The role of $r$-mode damping in the thermal evolution of neutron stars

TL;DR

This paper models neutron star thermal evolution by coupling it with r-mode instability dynamics, showing that damping effects can explain observed temperatures without exotic matter, and revealing a complex interplay of heating and cooling.

Contribution

It introduces a second order model coupling r-mode evolution with thermal history, demonstrating that damping effects can account for high temperatures without superfluidity or exotic particles.

Findings

Shear viscous damping explains high temperatures of young pulsars.

Predicted light curves can cover all young and middle-aged pulsars.

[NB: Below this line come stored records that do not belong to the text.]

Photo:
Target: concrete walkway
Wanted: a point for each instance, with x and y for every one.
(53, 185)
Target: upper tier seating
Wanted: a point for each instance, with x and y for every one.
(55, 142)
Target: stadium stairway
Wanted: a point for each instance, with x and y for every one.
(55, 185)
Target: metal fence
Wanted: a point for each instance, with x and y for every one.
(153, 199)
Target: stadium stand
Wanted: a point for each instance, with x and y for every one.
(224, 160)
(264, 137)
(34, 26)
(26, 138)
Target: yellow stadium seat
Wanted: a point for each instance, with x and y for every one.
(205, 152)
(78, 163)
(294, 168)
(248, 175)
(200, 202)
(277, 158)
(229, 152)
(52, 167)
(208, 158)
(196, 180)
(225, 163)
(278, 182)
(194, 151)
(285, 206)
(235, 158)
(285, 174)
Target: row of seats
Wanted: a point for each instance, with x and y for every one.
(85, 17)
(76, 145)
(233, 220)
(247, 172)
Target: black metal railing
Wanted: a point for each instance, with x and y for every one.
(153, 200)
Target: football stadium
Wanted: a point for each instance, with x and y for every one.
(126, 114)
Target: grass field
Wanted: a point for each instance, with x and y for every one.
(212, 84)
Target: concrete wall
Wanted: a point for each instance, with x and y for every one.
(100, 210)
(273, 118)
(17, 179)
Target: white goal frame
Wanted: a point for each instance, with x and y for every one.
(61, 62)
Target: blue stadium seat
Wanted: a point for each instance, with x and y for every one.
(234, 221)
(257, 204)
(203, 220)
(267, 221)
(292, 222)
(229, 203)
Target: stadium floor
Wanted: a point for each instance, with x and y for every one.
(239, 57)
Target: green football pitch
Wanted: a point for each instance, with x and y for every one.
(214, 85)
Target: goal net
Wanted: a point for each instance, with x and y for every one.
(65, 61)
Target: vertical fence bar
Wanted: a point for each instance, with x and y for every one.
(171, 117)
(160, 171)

Radiative viscous damping can cause additional cooling effects.

Abstract

The thermal evolution of neutron stars (NSs) is investigated by coupling with the evolution of $\textit{r}$-mode instability that is described by a second order model.The heating effect due to shear viscous damping of the $\textit{r}$-modes enables us to understand the high temperature of two young pulsars (i.e., PSR B0531+21 and RX J0822-4300) in the framework of the simple $npe$ NS model, without superfluidity or exotic particles.Moreover, the light curves predicted by the model within an acceptable parameter regime may probably cover all of the young and middle-aged pulsars in the $\lg T_s^{\infty}-\lg t$ panel, and an artificially strong $p$ superfluidity invoked in some early works is not needed here. Additionally, by considering the radiative viscous damping of the $\textit{r}$-modes, a surprising extra cooling effect is found, which can even exceed the heating effect sometimes although plays an ignorable role in the thermal history.